Oil and gas offshore installations often consist of many energy consuming facilities including those which support drilling, accommodation, processing, exporting, and the gas and water injection back to reservoir. OfThe electrical power consumption of a typical oil and gas installation on the Norwegian Continental Shelf (NCS) can often range from several to several hundred megawatts (MW).
The NCS is a mature petroleum province and the energy consumption per barrel of crude oil produced has a tendency to grow with time; a similar situation exists for gas. Accordingly, oil and gas offshore installations are facing increasingly tougher challenges if they are to operate in an environmentally acceptable manner.
Statoil has begun research into the possibilities of supplying wind power to offshore oil and gas installations in order to reduce their CO2 and NOx emissions. Many obstacles must be overcome before such a concept will be accepted by the platform operators. A consortium consisting of Statoil, SINTEF Energy and Siemens AS will work together on this project dedicated to the research which aims to identify the technology bottlenecks related to the associated electrical grid reliability. A methodology of using a combination of simulations and experimental validations will be used to investigate the stability of this new type of micro-grid to ensure that it offers a robust electrical supply in all operational conditions.
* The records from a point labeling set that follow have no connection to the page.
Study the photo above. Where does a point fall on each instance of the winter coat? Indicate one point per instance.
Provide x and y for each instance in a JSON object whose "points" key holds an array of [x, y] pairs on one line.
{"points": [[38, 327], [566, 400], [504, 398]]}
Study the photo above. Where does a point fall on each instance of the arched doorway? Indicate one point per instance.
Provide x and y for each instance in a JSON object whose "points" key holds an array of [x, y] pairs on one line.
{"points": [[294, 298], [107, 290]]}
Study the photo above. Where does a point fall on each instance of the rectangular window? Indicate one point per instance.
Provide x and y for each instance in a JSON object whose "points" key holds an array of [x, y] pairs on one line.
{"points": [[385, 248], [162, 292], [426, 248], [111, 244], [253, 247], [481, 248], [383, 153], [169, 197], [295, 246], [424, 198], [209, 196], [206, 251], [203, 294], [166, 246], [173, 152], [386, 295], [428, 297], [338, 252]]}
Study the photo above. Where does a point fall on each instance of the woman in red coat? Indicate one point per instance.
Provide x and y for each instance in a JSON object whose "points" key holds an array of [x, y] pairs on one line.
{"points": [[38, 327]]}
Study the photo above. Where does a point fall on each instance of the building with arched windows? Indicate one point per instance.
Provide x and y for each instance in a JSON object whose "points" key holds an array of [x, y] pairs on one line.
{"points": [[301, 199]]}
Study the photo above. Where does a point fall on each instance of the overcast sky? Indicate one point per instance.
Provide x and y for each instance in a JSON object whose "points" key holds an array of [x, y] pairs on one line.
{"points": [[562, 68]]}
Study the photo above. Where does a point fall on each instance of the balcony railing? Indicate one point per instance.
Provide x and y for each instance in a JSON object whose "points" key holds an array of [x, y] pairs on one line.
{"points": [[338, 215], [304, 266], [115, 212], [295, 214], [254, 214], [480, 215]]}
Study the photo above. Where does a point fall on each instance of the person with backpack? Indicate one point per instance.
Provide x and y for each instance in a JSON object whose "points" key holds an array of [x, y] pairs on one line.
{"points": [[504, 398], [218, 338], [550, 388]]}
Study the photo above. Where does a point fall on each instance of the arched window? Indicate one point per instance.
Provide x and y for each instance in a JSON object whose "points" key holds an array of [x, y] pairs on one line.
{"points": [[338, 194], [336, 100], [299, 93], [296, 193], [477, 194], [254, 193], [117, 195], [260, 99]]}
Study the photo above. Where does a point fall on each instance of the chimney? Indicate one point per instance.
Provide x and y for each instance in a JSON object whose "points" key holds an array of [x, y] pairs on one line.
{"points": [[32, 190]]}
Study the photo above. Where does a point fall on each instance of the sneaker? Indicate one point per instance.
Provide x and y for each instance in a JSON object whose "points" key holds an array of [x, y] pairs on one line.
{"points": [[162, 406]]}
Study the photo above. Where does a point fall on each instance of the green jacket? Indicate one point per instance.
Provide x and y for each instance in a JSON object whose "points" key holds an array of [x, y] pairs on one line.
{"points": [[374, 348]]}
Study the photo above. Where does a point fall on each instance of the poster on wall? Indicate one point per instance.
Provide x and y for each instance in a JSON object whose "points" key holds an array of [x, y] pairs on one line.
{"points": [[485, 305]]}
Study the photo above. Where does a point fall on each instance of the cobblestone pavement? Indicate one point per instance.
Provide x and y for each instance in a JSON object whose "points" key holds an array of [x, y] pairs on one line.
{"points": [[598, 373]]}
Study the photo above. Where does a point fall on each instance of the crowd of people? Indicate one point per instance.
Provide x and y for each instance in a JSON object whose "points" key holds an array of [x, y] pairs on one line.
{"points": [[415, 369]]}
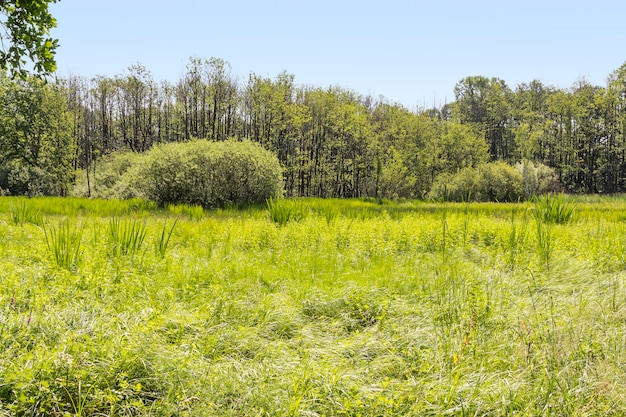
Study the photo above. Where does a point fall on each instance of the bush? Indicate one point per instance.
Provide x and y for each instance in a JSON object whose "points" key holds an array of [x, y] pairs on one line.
{"points": [[210, 174], [496, 181], [114, 177], [538, 178], [21, 179]]}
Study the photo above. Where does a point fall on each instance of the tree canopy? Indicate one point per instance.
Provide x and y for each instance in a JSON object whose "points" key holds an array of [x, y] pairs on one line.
{"points": [[25, 34]]}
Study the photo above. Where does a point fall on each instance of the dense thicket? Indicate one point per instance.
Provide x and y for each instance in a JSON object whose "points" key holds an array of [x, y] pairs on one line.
{"points": [[336, 142], [210, 174]]}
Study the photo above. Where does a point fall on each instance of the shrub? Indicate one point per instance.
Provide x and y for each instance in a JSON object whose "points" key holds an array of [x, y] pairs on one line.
{"points": [[22, 179], [538, 178], [114, 177], [496, 181], [210, 174]]}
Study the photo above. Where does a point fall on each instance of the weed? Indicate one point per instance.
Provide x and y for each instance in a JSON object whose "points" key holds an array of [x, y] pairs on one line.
{"points": [[126, 236], [23, 212], [63, 242], [281, 211], [161, 245], [553, 209]]}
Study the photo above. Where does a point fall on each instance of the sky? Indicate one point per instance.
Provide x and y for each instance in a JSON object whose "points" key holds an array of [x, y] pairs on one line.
{"points": [[410, 52]]}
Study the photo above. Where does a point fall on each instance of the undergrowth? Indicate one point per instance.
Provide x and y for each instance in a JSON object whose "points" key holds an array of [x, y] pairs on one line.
{"points": [[349, 308]]}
The research addresses the goal of the Norwegian Research Council (NRC) PETROMAKS 2 programme, namely: reduction of the environmental impact and risk related to petroleum activities on the NCS. The planned innovation also promotes the green growth cooperation with the NRC ENERGIX programme to create radically new energy solutions for oil and gas installations, along with offshore operations, that raise energy efficiency combined with a reduction in CO2 emissions.